Hace muchos años era común ver en los microbuses de la locomoción colectiva algunas calcomanías, una de ellas de contenido bastante sabio decía: “Ponga su cerebro en movimiento antes de poner su lengua en funcionamiento”, ese consejo parece apto cuando se trata de emitir alguna opinión por parte de aquellas personas a quienes el electorado le ha confiado la custodia del bien común, toda vez que una vez que se ha obtenido el cargo, se adquiere la representación del país, es decir, no sólo de su electorado, sino de toda la población de la República, lo que conlleva entre otras responsabilidades no incurrir en ofensas y menos aumentar el dolor de personas por un hecho traumático, peor aún cuando los dichos adquieren el carácter de mofa o burla, siendo además una explicación del todo innecesaria.
Todo el país fue testigo de una burla innecesaria en la que incurrió la semana pasada, ni mas ni menos que el presidente de la República, respecto de una persona que incurrió en suicidio, sólo por tratarse de alguien que no comulga con sus ideas, porque al parecer, todo su actuar está motivado única y exclusivamente por un actuar ideológico, que lo lleva a traicionar la prudencia que debiera ser propia de quien detenta el referido cargo, palabras burlonas que en la realidad lo único que hacen es por una parte aumentar el dolor de los deudos; y, por otro acrecentar la división existente en el país, la que por cierto ha ido en aumento desde el inicio de su gobierno.
Las explicaciones sobran o como dice un viejo dicho, “las excusas agravan la falta.”. Simplemente el odio fue mayor y lo llevo a emitir las críticas e injustas palabras que manifestó, olvidando que no se debe criticar a quien se quita la vida, lo que puede suceder por múltiples razones, los más por efectos de depresión, pero otros por distintas razones, como lo es una protesta viril, pero nunca por cobardía.
Podemos recordar a más de alguien que optó por quitarse la vida, como lo fue en el mundo de la cultura y las artes por ejemplo Violeta Parra, quien lo hizo víctima en su momento de una depresión reactiva a penas de amor y/o desilusión sentimental, creo que nadie la podría llamar cobarde por ello, simplemente decidió poner fin a su sufrimiento; podemos recordar al ex Presidente Salvador Allende, con quien se podrá o no estar de acuerdo, pero tampoco nadie lo podría tratar de cobarde por su determinación, ya que esa era la forma de perpetuar su memoria y de hecho así sucedió; algo parecido sucedió con el Presidente José Manuel Balmaceda, quien en 1891 hizo lo propio en dependencias de la legación extranjera que lo había acogido, dejando un testamento político que da más que para una columna, para escribir un libro y probablemente de varios tomos; y, así también ha sucedido con varios uniformados que de modo personal han estimado como injustas sus condenas, siendo el último de ellos el Brigadier General Hernán Chacón la semana pasada, por lo que aprovecho de remitir a su familia mis más sentidas condolencias, pero en estos casos, también se podrá o no estar de acuerdo con su determinación y con sus conceptos, el suicidio adquiere el carácter de protesta viril de quienes estiman que su condena no ha sido justa, que no merecen una privación de libertad, por lo que hacen un último llamado de atención que parece decir, no es justo que me vaya a la cárcel y no me voy a ir, sino que seré sincero conmigo mismo, considero que no tengo culpa y por lo mismo no tengo que pagar de esa forma y no lo haré, por lo que es preferible la muerte que ser víctima de una injusticia.

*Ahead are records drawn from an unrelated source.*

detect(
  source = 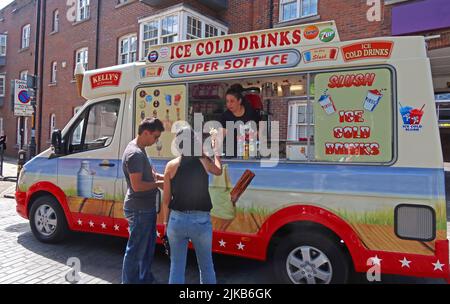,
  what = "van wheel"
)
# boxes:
[29,195,69,243]
[273,232,350,284]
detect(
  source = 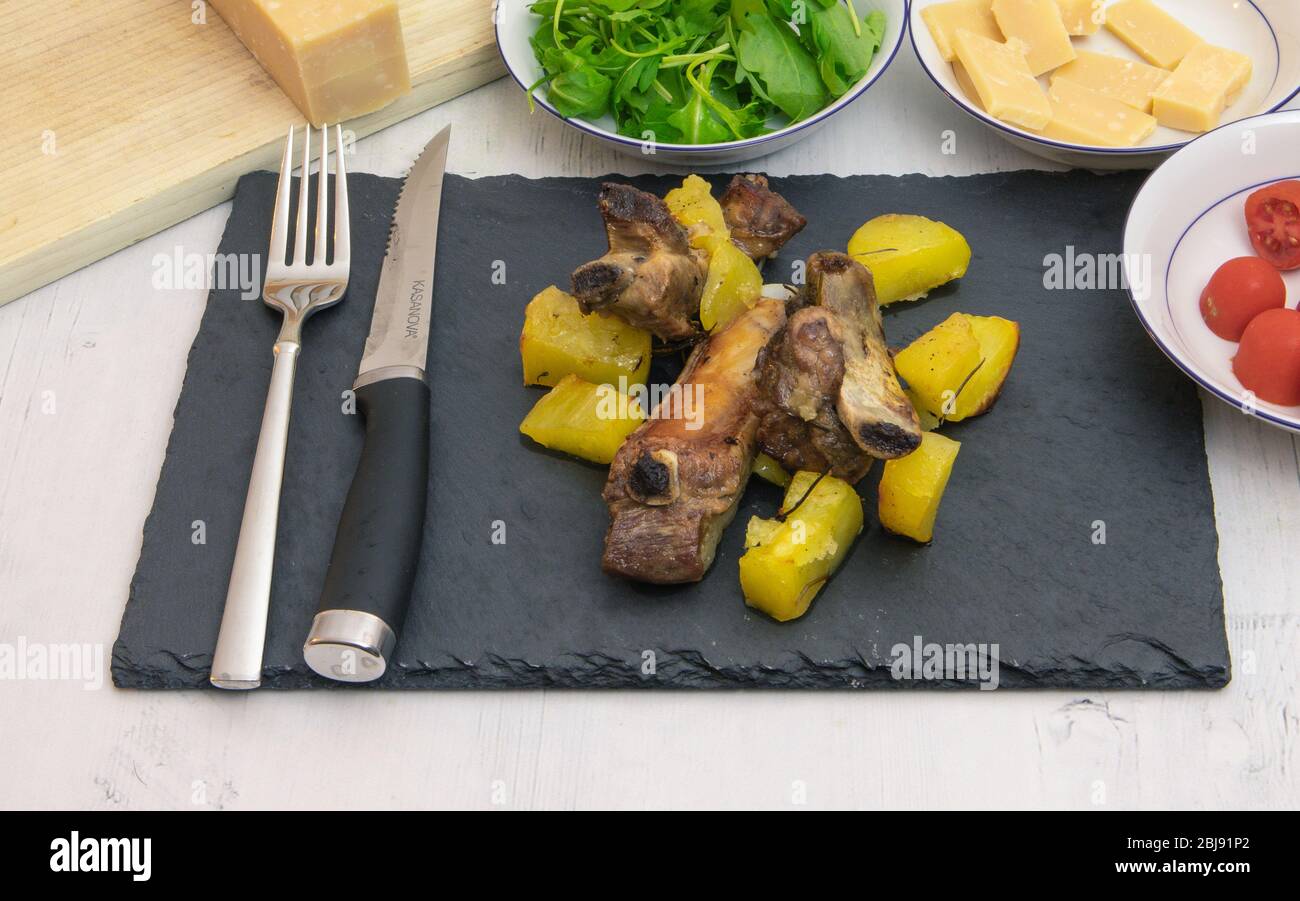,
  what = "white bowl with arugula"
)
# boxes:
[497,0,909,165]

Repito, se podrá o no estar de acuerdo con ese concepto, se podrá o no opinar que sea justo o no lo resuelto por los Tribunales, se podrá o no conocer las respectivas causas y opinar al respecto, pero lo cierto es que un acto de protesta viril extremo como lo es quitarse la vida, no es criticable, menos imputable a cobardía, es más, en lo personal creo que se debe ser muy valiente para enfrentarse sin miedo a la muerte.